Sophisticated propaganda operations - such a slick website in English, Spanish, French and Arabic designed for Western media outlets and a strong presence on YouTube - seem to be hallmarks of the Islamic Army of Iraq and other new insurgent groups.

Noah Shachtman of Wired.com writes:

The video starts on March 31, 2004 -- a day when Iraqis, not American contractors, were the ones acting barbaric. Four Blackwater employees were killed by locals after getting lost in Fallujah. Their bodies were burned, dragged through the streets, and hung from a bridge.
The video goes on to claim that "crimes against Iraqis happen on a daily basis done by unleashed barbarians dressed in security uniforms, criminals protected by law and instructed by the Bush administration to murder for the sake of killing." As this blog and others committed to the truth have worked hard to show, this is not at all the case. But the propaganda pieces of the IAI and others have been picked up and believed by the American media and extreme elements of the anti-war movement and the political left.

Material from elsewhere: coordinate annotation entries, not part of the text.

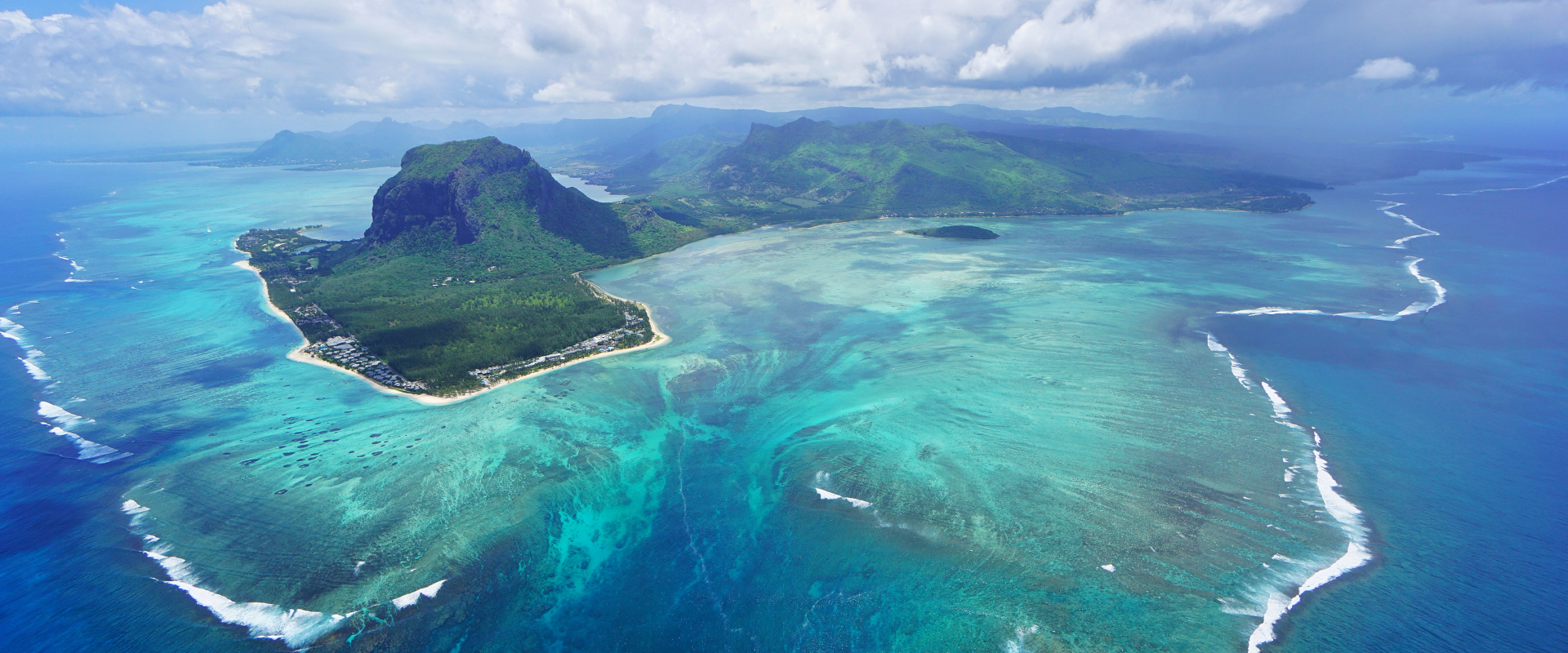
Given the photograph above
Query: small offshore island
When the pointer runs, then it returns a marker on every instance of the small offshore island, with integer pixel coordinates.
(468, 276)
(956, 230)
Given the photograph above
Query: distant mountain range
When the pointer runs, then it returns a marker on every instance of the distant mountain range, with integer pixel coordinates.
(596, 148)
(809, 170)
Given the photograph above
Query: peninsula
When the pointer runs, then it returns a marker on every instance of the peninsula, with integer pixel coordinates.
(466, 278)
(468, 274)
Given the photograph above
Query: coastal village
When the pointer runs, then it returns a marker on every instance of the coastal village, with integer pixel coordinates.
(286, 259)
(625, 337)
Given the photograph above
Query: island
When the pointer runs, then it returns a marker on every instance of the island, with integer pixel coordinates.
(956, 230)
(468, 276)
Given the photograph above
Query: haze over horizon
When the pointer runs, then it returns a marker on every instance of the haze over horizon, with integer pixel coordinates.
(177, 73)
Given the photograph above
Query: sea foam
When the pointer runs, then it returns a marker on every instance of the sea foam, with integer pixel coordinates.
(295, 627)
(1438, 293)
(61, 415)
(831, 497)
(88, 450)
(1356, 553)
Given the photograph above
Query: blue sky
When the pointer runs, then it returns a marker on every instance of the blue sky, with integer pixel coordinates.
(1479, 68)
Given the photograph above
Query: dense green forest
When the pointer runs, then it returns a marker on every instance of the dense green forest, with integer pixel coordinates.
(468, 265)
(809, 170)
(466, 273)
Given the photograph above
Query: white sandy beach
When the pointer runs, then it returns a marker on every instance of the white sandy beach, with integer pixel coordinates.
(430, 400)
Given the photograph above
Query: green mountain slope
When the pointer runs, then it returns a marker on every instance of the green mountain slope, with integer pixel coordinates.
(468, 265)
(809, 170)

The consequence? Terrorist vitriol against those serving the US government has now become "common knowledge."

This latest video from the IAI shows "that security contractors are not being targeted just as an extension of targeting US forces but rather as a direct target," says Ben Venzke, the CEO of IntelCenter, which meticulously tracks insurgent and jihadist propaganda.
While attacks on contractors are nothing new, this video is one sign that the threat profile for contractors has continued to increase and that groups like IAI are specifically looking for ways to attack contractors such as Blackwater both on the ground and in the information war space.

Tuesday, March 11, 2008

Bizarre group criticizes private security contractors

Private security companies are facing international criticism again. It's the same old myths, recycled again: accountability, loopholes, ete. What's interesting is where the accusations are coming from.

Jose Luis Gomez del Prado heads the United Nations Working Group on the Use of Mercenaries to Impede the Right of Peoples to Self-Determination (UNWGUMIRPSD?). He's bringing forward this latest batch of criticism in a report he just issued, and demanding action.

And to whom is he bringing these claims and calling for action? The UN Human Rights Council, whose membership includes such bastions of human dignity and freedom as China, Russia, Saudi Arabia, Pakistan, Cuba and Nicaragua. Yes, the same body that wants to withdraw the special experts, representatives and rapporteurs who investigate human rights abuses in Cuba, Belarus, Burma and North Korea.

In submitting his report to the group, the UN official said, "The activities of private military and security companies take place in a grey zone, in which human rights violations with impunity are likely to occur."

This "news" is brought to us by Xinhua, an international propaganda arm of the Chinese government.